- Tuesday, November 4, 2014

Do you think the United States worry about fighting too few wars?

Neocons bugle “Yes,” but they are wrong.

They argue that the United States can eliminate evil and promote goodness in the world by regularly playing St. George and the Dragon. Warring only in self-defense would prevent such national gallantry and grandeur.

Among other things, they point to President George H.W. Bush’s 1991 Persian Gulf War to evict Iraq’s Saddam Hussein from Kuwait and President William Jefferson Clinton’s wars in Bosnia and Kosovo targeting Serbia’s Slobodan Milosevic as exemplary of the goodness the United States can achieve for itself and the world by chronically going abroad in search of monsters to destroy.
The examples prove the opposite, however, and reinforce the conviction that we should tend to our own gardens as Voltaire’s Candide advised.

In 1990, Kuwait was ruled by the House of al-Sabah dynasty, as it had been for nearly three centuries, with no trappings of self-government or democracy.

Kuwait accepted vassalage to Great Britain in 1899, and achieved independence only in 1961. Its boundaries were delimited by the realpolitik doctrine of might makes right.

Saddam invaded and then annexed Kuwait in August 1990 to gain control over its oil. The Emir of Kuwait fled to Saudi Arabia. Kuwait’s armed forces fought a few hours, and then decamped likewise to Saudi Arabia. There was no Battle of Thermopylae. There was no Masada. There was no showing that Kuwait was anything but a fragile, artificial, statelet bereft of popular support.

In 1991, President Bush commenced war against Iraq to undo its annexation of Kuwait and to reinstate the al-Sabah dynasty in Operation Desert Storm. Saddam’s forces were quickly crushed and evicted, although 300 Americans died. The emir was restored to tyrannical domination of his subjects.

The Persian Gulf War also witnessed President Bush’s false signal to Iraq’s Marsh Arabs to revolt in expectation of American support. Tens of thousands were killed and 2 million displaced by Saddam in crushing the rebellion. it further divided Iraq along sectarian divisions that haunt the United States in its current war against the Islamic State.

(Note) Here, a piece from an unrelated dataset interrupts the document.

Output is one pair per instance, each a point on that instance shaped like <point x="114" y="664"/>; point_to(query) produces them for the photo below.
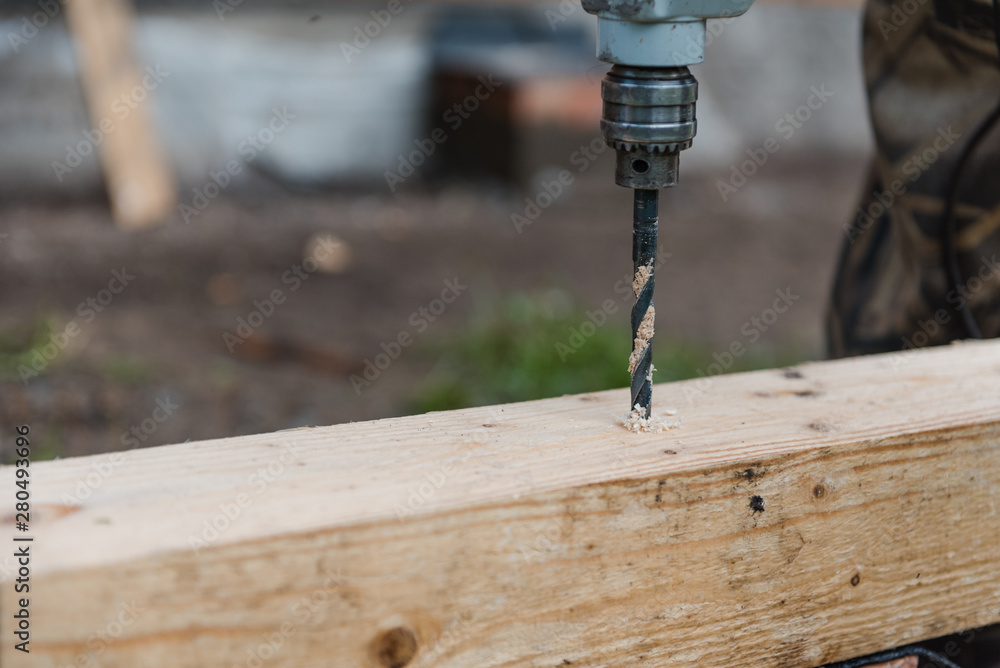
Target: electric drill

Today, Kuwait remains an undemocratic state ruled by the al-Sabah family.
For what did 300 Americans die?

Nothing.

If Saddam’s annexation had gone unchallenged by the United States, our access to oil would not have diminished. Even Venezuela’s Hugo Chavez sold us petroleum as he shouted maledictions at us. Iran would have thwarted any further Iraqi territorial conquests. And the example of Saddam’s ouster from Kuwait did not deter similar acts of aggression. Think of Russian President Vladimir Putin’s annexation of Crimea.

President Clinton’s Bosnian war similarly accomplished nothing good for the United States. It was fought unconstitutionally without congressional authorization. It aimed to prevent ethnic cleansing, yet ended with two de facto ethnic states: the Bosnian Serb Republic and the Muslim-Croat Federation. And the United States ignored Iranian weapons shipments to the Muslim-led Bosnian government in violation of a U.N. Security Council mandatory arms embargo, which invited other nations to similarly flout Security Council resolutions. Bosnia’s domestic convulsions no more threatened the security of the United States than has the protracted bloody upheavals in the Democratic Republic of Congo in which a staggering 6 million have perished.

President Clinton’s war in Kosovo without congressional authorization was largely a re-run of the Bosnia. The U.S. Constitution was again violated. The war objective was to prevent ethnic cleansing of Kosovo’s Albanian Muslims by Serbian President Milosevic. It succeeded on that score, but with no benefit to the security of the United States. Kosovo’s miseries were no more a danger to us than ethnic violence and oppression in Burma. Kosovo itself became an ethnic-based state with Serbs reduced to second-class citizenship. Moreover, the United States employed force to change the borders of Serbia. That is what Mr. Putin did to change the borders of Ukraine and what the Islamic State is hoping to accomplish in Syria and Iraq, both of which the United States is condemning.

We have been hoisted on our own petard.

The lessons of Kuwait, Bosnia and Kosovo are clear. Good Samaritan wars implicate the United States in killings and destruction superfluous to our security. They also risk dangerous domestic and international law precedents.
Let’s be guided by Benjamin Franklin’s sermon: “There never was a good war or a bad peace.”